The main disadvantage of LTS is interruption of vocal production [3], but our inclusion criteria for treatment was that there be no oral communication, similar to almost all other series reported in the literature [5,6].

The minimum age for surgery of the children in our study was 11 months. In the studies reported in the literature, the minimum age in which LTS was performed was two months [4]. Technically, LTS can be performed safely in very small and low-weight children.

It is estimated that one third of children with severe neurologic afflictions are malnourished [12]. In our series, even though they had feeding tubes, malnutrition was present in about half the children. Postoperatively, use of the tube persisted in 78.3% of the children and in the literature persistent use ranged from 16.7% to 56% [10,11]. Reestablishing oral feeding after control of aspiration is probably difficult because swallowing is a process that involves many variables and is especially affected by an underlying neurologic disorder.

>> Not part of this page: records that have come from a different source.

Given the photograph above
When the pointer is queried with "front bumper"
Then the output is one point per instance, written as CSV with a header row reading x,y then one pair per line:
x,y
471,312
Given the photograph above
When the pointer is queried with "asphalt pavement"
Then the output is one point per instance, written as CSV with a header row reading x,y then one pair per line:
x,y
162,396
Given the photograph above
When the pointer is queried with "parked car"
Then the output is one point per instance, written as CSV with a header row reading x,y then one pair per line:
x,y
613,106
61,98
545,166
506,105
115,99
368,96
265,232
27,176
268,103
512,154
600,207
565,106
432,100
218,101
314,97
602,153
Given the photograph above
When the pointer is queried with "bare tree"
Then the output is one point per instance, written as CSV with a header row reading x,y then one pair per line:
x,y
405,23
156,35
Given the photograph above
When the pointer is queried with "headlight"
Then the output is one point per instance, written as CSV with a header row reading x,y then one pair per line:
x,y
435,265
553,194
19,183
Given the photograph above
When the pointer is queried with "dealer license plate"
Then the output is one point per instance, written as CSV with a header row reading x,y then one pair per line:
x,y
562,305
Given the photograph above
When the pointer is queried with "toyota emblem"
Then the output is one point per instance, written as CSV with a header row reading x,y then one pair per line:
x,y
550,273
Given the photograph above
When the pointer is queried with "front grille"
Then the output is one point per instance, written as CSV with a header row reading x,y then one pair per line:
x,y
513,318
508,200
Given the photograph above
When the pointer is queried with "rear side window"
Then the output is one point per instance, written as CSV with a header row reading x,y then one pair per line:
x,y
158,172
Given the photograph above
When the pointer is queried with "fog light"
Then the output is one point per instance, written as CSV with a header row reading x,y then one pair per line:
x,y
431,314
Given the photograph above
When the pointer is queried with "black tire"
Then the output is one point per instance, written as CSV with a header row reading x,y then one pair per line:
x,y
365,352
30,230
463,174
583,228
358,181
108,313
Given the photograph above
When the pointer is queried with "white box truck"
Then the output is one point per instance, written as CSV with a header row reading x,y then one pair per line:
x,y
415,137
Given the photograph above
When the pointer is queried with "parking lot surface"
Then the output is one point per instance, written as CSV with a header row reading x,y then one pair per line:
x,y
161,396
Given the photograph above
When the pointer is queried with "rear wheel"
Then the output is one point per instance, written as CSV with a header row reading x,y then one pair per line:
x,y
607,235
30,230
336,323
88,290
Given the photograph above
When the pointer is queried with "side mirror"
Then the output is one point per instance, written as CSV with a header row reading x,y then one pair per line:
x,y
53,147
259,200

In our study, all patients were in proper condition to be discharged from the hospital and postoperative infections were significantly reduced with LTS, but the severity of the findings on preoperative chest CT scans correlated with the frequency of postoperative lung infection.

Three patients died during postoperative followup. Deaths were not a direct result of the surgery but rather a progression of the underlying disease, similar to the reports of others [5,6].

Conclusion

Laryngotracheal separation (LTS) is an effective and safe technique that can be used in children with chronic encephalopathy, reaching aspiration control in 100% of the children, with reduction in frequency of hospitalization, pulmonary infection, and level of respiratory secretion.